Towards the Reverse Engineering of DNN Structures on Heterogeneous Shared Cache Systems

Published:

Overview

This project was completed as part of my master’s thesis at Iowa State University under the guidance of Dr. Joseph Zambreno, Dr. Berk Gulmezoglu, and Dr. Henry Duwe.

The project explores the exploitability of a shared last-level cache (LLC) on a 6th-generation Intel SoC. The goal of the project was to demonstrate that it is possible to characterize the application accelerated by the integrated graphics of the SoC through a timing side-channel on the CPU cores.

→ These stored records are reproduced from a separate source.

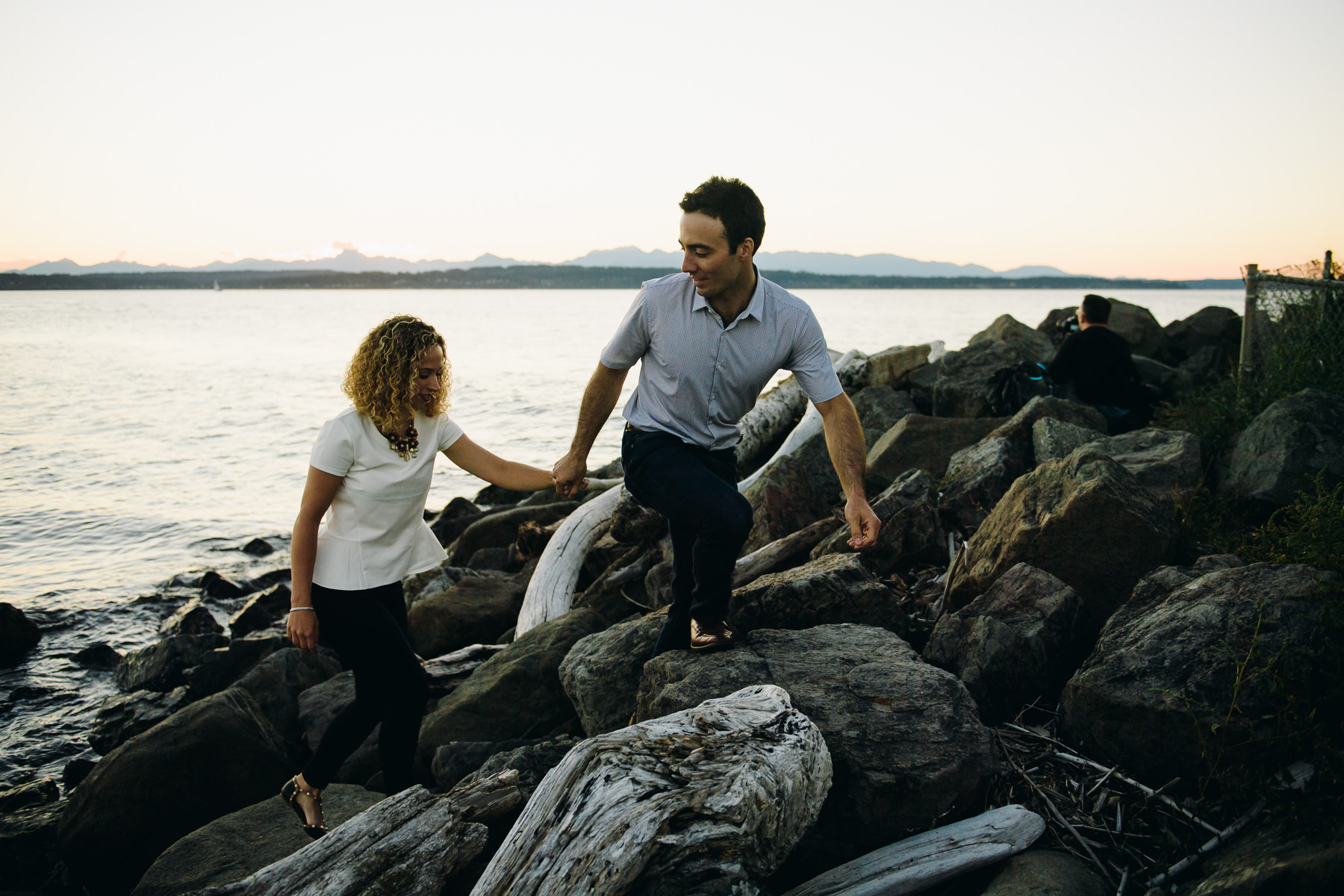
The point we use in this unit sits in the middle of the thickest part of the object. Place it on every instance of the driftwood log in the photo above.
(551, 588)
(922, 862)
(780, 551)
(724, 790)
(806, 428)
(406, 845)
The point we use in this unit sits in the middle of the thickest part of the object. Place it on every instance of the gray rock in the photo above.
(1288, 444)
(500, 528)
(18, 635)
(1083, 519)
(633, 523)
(515, 694)
(28, 845)
(1031, 346)
(1053, 438)
(1164, 672)
(161, 667)
(785, 499)
(210, 759)
(880, 408)
(122, 716)
(277, 682)
(261, 612)
(983, 473)
(903, 735)
(472, 612)
(833, 588)
(925, 444)
(959, 382)
(601, 672)
(1012, 644)
(1048, 872)
(317, 706)
(245, 841)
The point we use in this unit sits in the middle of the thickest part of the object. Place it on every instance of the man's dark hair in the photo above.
(1095, 308)
(734, 205)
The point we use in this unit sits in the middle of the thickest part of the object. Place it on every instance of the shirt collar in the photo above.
(756, 308)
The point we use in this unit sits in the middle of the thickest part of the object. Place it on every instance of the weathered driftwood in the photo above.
(722, 790)
(922, 862)
(806, 428)
(406, 845)
(452, 669)
(551, 590)
(780, 551)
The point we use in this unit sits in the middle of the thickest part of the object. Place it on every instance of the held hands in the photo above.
(302, 629)
(863, 524)
(569, 474)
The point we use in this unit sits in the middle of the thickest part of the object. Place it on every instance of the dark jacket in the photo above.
(1097, 361)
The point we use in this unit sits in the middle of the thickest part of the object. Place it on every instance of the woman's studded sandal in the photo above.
(289, 793)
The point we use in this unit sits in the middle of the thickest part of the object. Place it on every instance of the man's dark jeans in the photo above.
(697, 491)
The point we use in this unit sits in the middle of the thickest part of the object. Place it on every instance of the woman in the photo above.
(371, 467)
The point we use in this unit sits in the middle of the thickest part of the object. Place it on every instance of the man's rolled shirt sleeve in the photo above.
(811, 363)
(631, 340)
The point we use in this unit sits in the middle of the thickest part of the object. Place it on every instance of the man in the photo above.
(710, 339)
(1098, 363)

Timing side channels require knowledge of the characteristics of your specific system. A side-channel leveraging a cache requires two baseline values; the time it takes for your system to complete a cache hit, and the time it takes for a cache miss. I used the RDTSC instruction available in the x86 instruction set to measure the cycle count between a memory access. I also forced cache misses using the CLFLUSH instruction. These two micro-benchmarks allowed me to establish a baseline threshold for what is considered a cache hit or cache miss.

image image

Observing GPU Activity

With a baseline set, we can now perform a timing side-channel on the shared last-level cache of our Intel SoC. The timing side channel works by purposefully filling up a cache set with data and allowing the target application to run, the cache set addresses are then accessed again. During the second access, we time how long it takes to access the data. An access time longer than our ground truth means the data was expelled from the cache and we conclude that the target application accessed that cache location.

Constructing a Cache Set

We construct our cache set using an algorithmic process that procedurally fills more cache lines until we experience a cache miss. We can then take the number of cache addresses from this process and find which addresses belong to a set by accessing all but one of the addresses found in the previous steps. We then observe the time it takes to access the first address. If a cache hit occurs we know the ommited address is part of our cache set.

image

Performing the Side-Channel

With a cache set constructed, we can now target the iGPU activity. We choose to run neural network inference accelerated by the iGPU of our SoC. We use Intel’s OpenVINO to deploy trained models on our system. A wrapper application launched the openVINO application and ran our side channel on the CPU utilizing standard POSIX threads. The wrapper application was also running with Intel VTune profiler to confirm when GPU activity was occurring and which side-channel traces overlapped with the GPU execution time.

image

Conclusions & Future Work

Extending the data captured from our iGPU over a wider range of neural networks we showed that neural networks leave different traces in cache accesses correlating with the time when heavier memory-intensive computations were occuring for that specific network. To further extend this work we would consider training a linear regression model which can predict which application is running on the iGPU based on the captured trace, or at least determine which application has the closest matches trace to that of the input. Additionally, we can consider running other GPGPU applications such as scientific accelerated work, and finally, we would consider reversing the side-channel and attempting to observe CPU activity from a GPGPU application.